SecureVault explicitly:

  • Fails if signatures don't verify
  • Fails if hybrid unwrap keys don't match
  • Fails if format version is unsupported
  • Surfaces clear error messages

That behavior was intentional.


What I Learned

This project taught me that cryptography isn't just about algorithms.

It's about:

  • Key management
  • Failure behavior
  • Metadata integrity
  • Versioning
  • Packaging realities
  • Threat modeling

Even small architectural decisions change the security posture.


Community Feedback

After sharing the project, I received thoughtful feedback.

Some pointed out similarities to HPKE standards. Others highlighted cases in which simpler symmetric-only designs might be appropriate.

These discussions helped me better understand how standards-based constructions compare to custom hybrid designs.

I've started reading more about HPKE and their draft documentation, and I'll explore how SecureVault could better align with those standards.


Why I'm Sharing This

I'm still learning. This isn't meant to be a production-grade replacement for established tools.

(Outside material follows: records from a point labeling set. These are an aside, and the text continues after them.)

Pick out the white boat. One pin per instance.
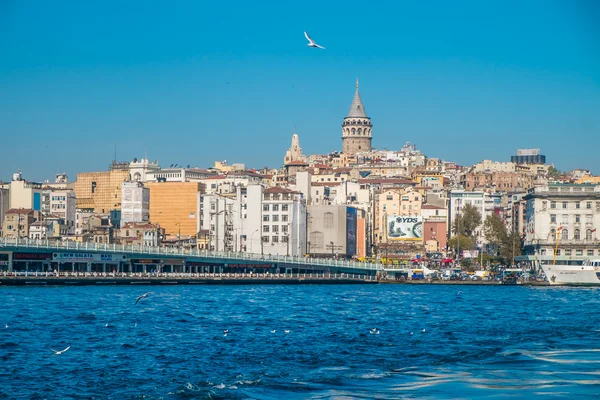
(587, 274)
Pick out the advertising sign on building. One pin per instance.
(88, 257)
(405, 227)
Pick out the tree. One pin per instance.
(494, 231)
(511, 247)
(466, 220)
(461, 242)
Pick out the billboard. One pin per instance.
(403, 227)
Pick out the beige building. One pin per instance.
(18, 221)
(395, 202)
(101, 191)
(175, 206)
(356, 128)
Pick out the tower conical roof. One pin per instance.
(357, 109)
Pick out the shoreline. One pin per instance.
(158, 281)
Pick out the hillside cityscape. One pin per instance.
(391, 206)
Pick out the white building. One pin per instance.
(563, 214)
(63, 204)
(24, 194)
(255, 220)
(135, 202)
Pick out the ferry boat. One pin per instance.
(587, 274)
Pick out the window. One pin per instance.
(328, 220)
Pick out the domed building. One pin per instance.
(356, 127)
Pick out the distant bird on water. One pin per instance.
(142, 297)
(311, 43)
(60, 352)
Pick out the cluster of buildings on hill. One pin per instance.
(358, 202)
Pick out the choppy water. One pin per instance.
(433, 343)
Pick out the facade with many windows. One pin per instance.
(561, 223)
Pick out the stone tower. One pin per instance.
(356, 128)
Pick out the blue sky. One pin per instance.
(193, 82)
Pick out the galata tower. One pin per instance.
(356, 128)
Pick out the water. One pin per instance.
(487, 342)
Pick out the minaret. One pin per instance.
(356, 128)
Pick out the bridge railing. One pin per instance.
(187, 253)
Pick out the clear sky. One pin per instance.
(191, 82)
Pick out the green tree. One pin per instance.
(466, 220)
(494, 231)
(460, 243)
(512, 246)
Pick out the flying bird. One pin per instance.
(311, 43)
(60, 352)
(142, 297)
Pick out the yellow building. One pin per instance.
(100, 190)
(174, 206)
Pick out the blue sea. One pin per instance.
(459, 342)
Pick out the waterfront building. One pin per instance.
(101, 191)
(562, 219)
(62, 204)
(4, 202)
(333, 231)
(356, 127)
(139, 234)
(487, 203)
(18, 221)
(135, 203)
(175, 206)
(24, 194)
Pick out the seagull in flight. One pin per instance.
(142, 297)
(60, 352)
(311, 43)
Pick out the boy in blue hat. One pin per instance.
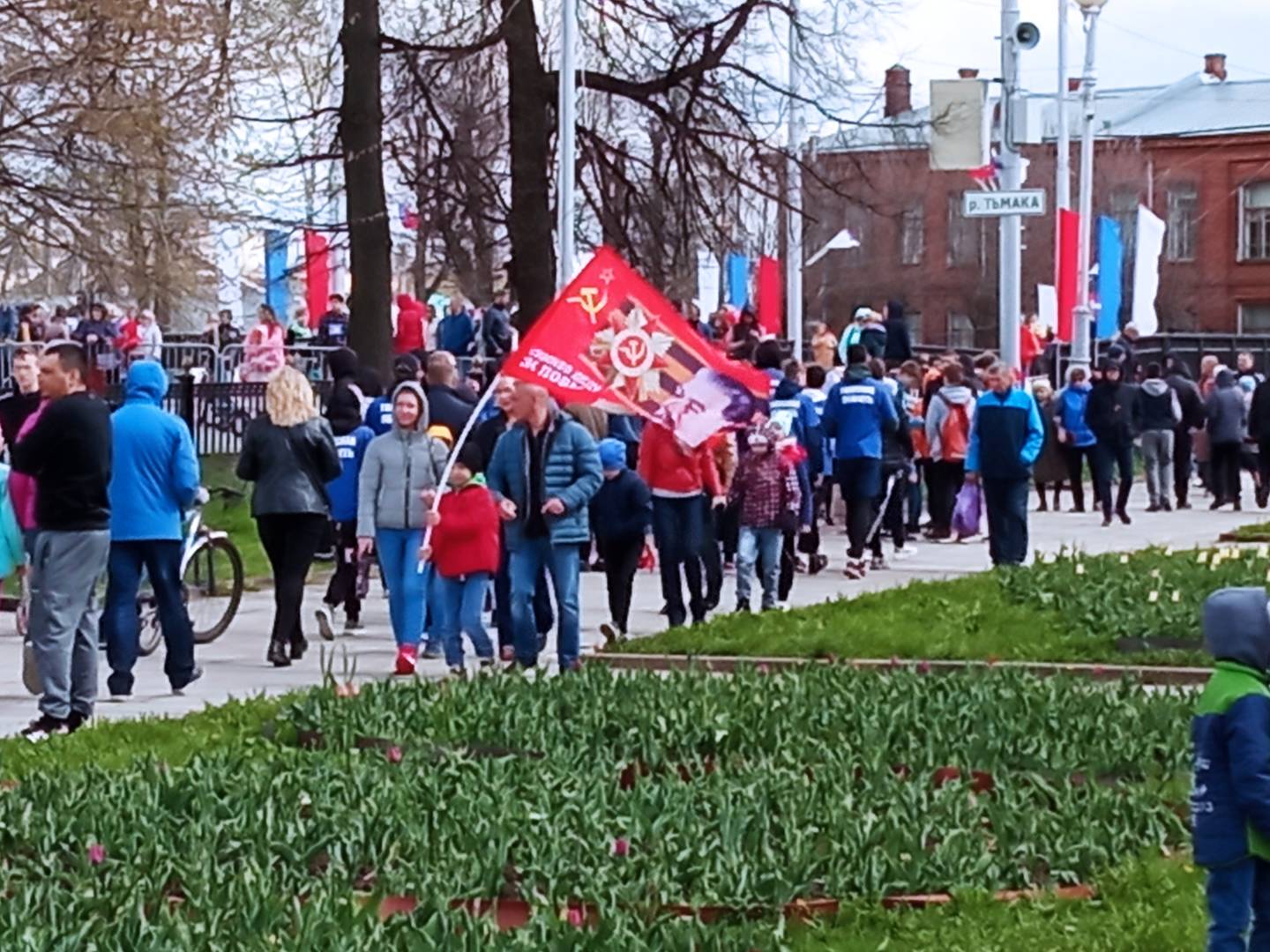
(620, 516)
(1231, 799)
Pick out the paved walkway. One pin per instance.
(234, 666)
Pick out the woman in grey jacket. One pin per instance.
(400, 472)
(290, 453)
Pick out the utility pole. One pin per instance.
(1011, 179)
(794, 197)
(1081, 346)
(566, 138)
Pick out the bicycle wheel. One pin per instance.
(149, 634)
(213, 582)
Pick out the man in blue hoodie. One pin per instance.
(153, 478)
(1006, 437)
(1231, 793)
(856, 413)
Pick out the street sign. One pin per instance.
(993, 205)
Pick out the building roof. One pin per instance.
(1195, 106)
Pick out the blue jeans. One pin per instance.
(407, 587)
(1238, 895)
(527, 564)
(678, 530)
(459, 605)
(765, 547)
(161, 562)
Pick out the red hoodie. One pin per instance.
(467, 539)
(671, 469)
(409, 335)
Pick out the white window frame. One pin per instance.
(1244, 253)
(1183, 235)
(1244, 308)
(912, 236)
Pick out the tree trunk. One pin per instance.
(361, 135)
(530, 224)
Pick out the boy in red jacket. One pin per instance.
(464, 554)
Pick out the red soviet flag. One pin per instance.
(771, 305)
(612, 340)
(317, 277)
(1068, 268)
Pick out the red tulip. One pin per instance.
(982, 782)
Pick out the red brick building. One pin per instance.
(1197, 152)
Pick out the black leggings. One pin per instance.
(290, 541)
(621, 562)
(342, 589)
(1226, 471)
(1076, 458)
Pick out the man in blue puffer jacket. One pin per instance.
(153, 476)
(856, 413)
(1231, 798)
(1074, 433)
(545, 471)
(1006, 437)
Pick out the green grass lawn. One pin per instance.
(968, 619)
(1255, 532)
(1148, 903)
(1151, 905)
(234, 516)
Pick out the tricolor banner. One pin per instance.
(611, 339)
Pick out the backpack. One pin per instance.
(955, 430)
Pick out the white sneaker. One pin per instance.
(325, 623)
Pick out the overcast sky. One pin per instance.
(1140, 42)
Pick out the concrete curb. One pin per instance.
(727, 664)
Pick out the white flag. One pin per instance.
(1146, 271)
(228, 270)
(707, 283)
(842, 242)
(1047, 306)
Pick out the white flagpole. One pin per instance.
(453, 453)
(568, 144)
(794, 236)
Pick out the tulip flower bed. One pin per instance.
(616, 811)
(1133, 608)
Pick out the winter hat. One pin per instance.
(612, 455)
(406, 367)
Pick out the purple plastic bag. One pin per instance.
(968, 510)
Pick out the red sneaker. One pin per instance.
(407, 658)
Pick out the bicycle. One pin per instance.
(211, 582)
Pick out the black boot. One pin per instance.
(277, 655)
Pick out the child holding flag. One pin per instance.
(464, 553)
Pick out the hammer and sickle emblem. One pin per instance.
(592, 301)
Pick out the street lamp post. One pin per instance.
(1010, 286)
(1081, 348)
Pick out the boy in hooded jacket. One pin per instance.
(1231, 793)
(465, 554)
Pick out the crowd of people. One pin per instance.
(464, 512)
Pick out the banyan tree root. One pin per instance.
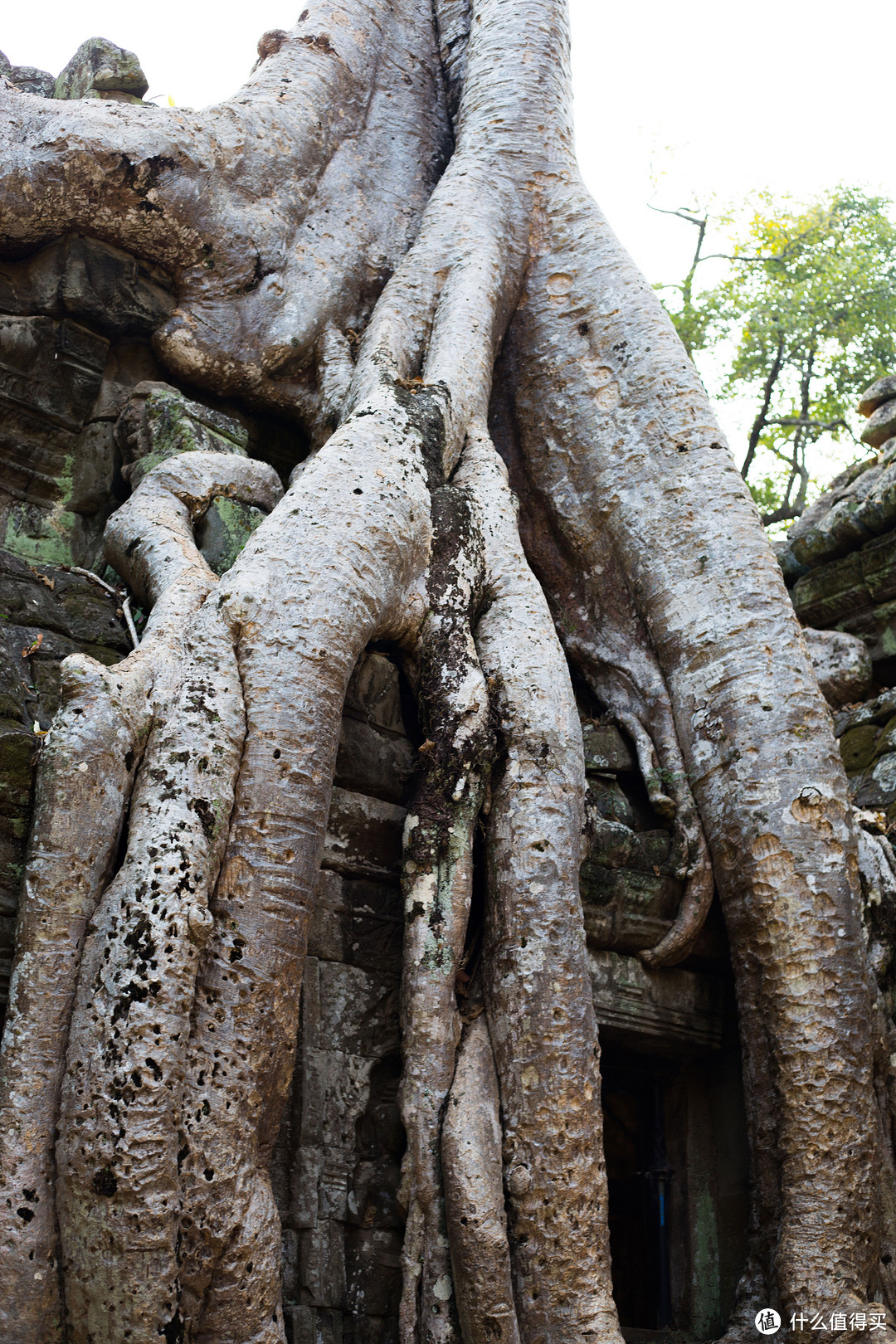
(752, 728)
(278, 217)
(437, 889)
(475, 1195)
(88, 769)
(538, 991)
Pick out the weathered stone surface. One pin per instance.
(857, 747)
(373, 761)
(880, 392)
(843, 665)
(677, 1011)
(876, 788)
(815, 538)
(881, 425)
(102, 71)
(830, 592)
(790, 566)
(373, 694)
(225, 530)
(160, 422)
(879, 711)
(363, 836)
(606, 799)
(89, 280)
(606, 749)
(32, 80)
(50, 375)
(879, 567)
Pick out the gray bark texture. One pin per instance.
(514, 477)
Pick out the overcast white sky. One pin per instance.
(709, 95)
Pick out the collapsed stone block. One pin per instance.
(100, 69)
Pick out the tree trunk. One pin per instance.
(384, 236)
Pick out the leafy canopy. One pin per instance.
(804, 319)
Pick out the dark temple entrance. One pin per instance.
(676, 1148)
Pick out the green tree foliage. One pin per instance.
(804, 318)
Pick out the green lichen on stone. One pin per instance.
(101, 67)
(41, 537)
(705, 1317)
(160, 424)
(225, 530)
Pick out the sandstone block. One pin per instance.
(674, 1010)
(89, 280)
(606, 749)
(843, 665)
(881, 425)
(363, 835)
(100, 67)
(880, 392)
(373, 693)
(373, 761)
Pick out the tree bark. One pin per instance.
(406, 177)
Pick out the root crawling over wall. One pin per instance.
(383, 225)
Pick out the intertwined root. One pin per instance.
(629, 509)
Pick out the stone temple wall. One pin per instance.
(85, 413)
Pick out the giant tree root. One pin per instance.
(631, 503)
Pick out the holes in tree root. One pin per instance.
(105, 1181)
(173, 1331)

It's an implementation exercise grounded in real cryptographic concepts.

My goal is to:

  • Apply theory in practice
  • Learn from community feedback
  • Document the journey
  • Improve over time

Try It Yourself

CLI version:
SecureVault CLI showing key generation and encryption
SecureVault CLI Demo

to try it yourself go to the Project page:
https://pypi.org/project/securevault-pqc/


GUI version
SecureVault GUI Loading Page
SecureVault GUI

GUI download page:
https://meganealexis.net/securevault


Final Thoughts

Cryptography is fascinating and very humbling. Just when you think you get it, there's another layer. That's part of why it's so interesting.

If you're learning crypto and wondering if you're ready to build something: you probably are. Just start small and be ready for feedback.